Library officials including Director Rodger Brayden and board President Debbie King dismiss these allegations, arguing that the library is doing its best with the limited resources it has.

Both sides have met with Mayor Anthony Calderone in recent weeks to discuss their concerns. That lead to Calderone calling a public meeting last Tuesday intended to help “reach a common ground.”

Calderone attempted to steer the discussion away from past mistakes and toward plans for the future, including a possible referendum, which would be the library’s first since 1993, when it moved into its current building.

“Their menial expenses have risen over a number of years to a point that they’re greater than their ability to make new money. At some point a referendum is probably going to be inevitable, but there is a significant amount of ill will feelings that we need to get beyond,” said Calderone.

These feelings were on full display at the meetings, as critics, including several members of the Friends of the Library, were unprepared to put the past behind them. “We judge the future by the past. This meeting is like trying to close the barn door after all the good horses got away,” said Friends member and Review columnist Jackie Schulz.

“The library never got enough money but always managed,” she continued. “If things were gone over with a fine-toothed comb, things could have been different.”

Schulz and others pointed to the firing of popular reference librarian Cynthia Maroon as the last straw, arguing that instead of letting employees go, the library could have reduced its expenses in other ways, such as holding back on replacing its carpets, which she said cost $80,000.

King explained that the new carpet came from the library’s capital improvements budget and that those funds could not have been used for wages. The library, she said, had to either cut back its staff or reduce its hours.

Scraping to get by

According to King, the library receives about 90 percent of its revenues from property tax dollars, with the remainder coming from late fees and fines. One suggestion on Tuesday was to increase those fines, but Calderone said he suspected that this would prove insufficient.

He said that he suspects much of the library’s financial trouble is a result of state property tax caps set at either the Consumer Price Index (CPI) or a maximum of 5 percent.

Calderone said he plans to hold another meeting to publicly review the library’s spending records, which he and King hope will put to rest the idea that money is being mismanaged.

King said that she and the board have met and will continue meeting with representatives from the Metropolitan Library Association to discuss the process of marketing a referendum to voters. She said a committee consisting of both board members and concerned citizens would be formed to determine exactly where the library needs help.
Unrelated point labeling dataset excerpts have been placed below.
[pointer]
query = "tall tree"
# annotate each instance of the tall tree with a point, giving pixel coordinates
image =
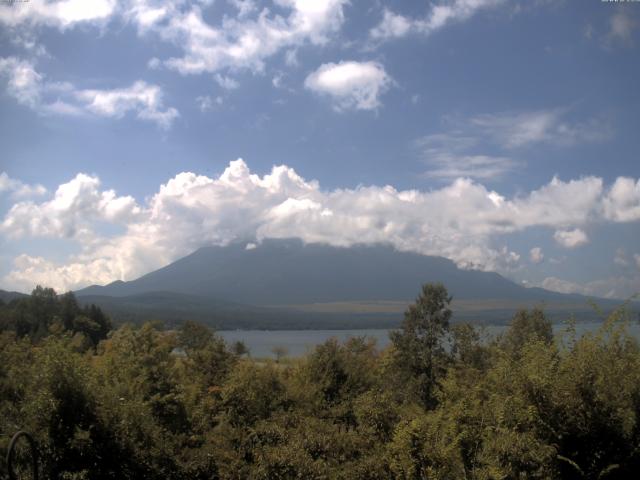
(418, 348)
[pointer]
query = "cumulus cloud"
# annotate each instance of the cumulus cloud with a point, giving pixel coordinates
(61, 14)
(350, 85)
(32, 89)
(143, 99)
(450, 156)
(536, 256)
(622, 25)
(612, 287)
(462, 221)
(19, 189)
(244, 42)
(571, 238)
(440, 15)
(513, 130)
(620, 258)
(71, 212)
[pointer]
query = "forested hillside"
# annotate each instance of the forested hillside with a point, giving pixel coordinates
(441, 402)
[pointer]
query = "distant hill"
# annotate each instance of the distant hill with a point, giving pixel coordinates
(284, 272)
(289, 284)
(8, 296)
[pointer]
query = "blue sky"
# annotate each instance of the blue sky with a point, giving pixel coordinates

Areas needing the most attention, she said, were increasing staffing and salaries, increasing circulation, and purchasing more public computers.

Several attendees supported the referendum idea, including Ken Snyder, who joined the Friends of the Library the night of the meeting. “The problem of (excessive) workload goes back to staffing, staffing goes back to financing, and financing goes back to a referendum,” he said.

Skeptics, however, say they would not support a referendum as long as library board members are appointed by the Mayor, who they allege gives the jobs to the most connected candidates rather than the most qualified.

One former library employee, Barbara Plona, suggested that the solution is to abolish Forest Park’s commission form of government altogether so that future board members would be elected.

Calderone brushed off this suggestion as impractical. “OK, we’ll do that next week,” he jokingly replied.

“It may be a good sound-bite at the heat of the moment but certainly you could end up with deceiving elected board members just as easily as appointed board members,” he said.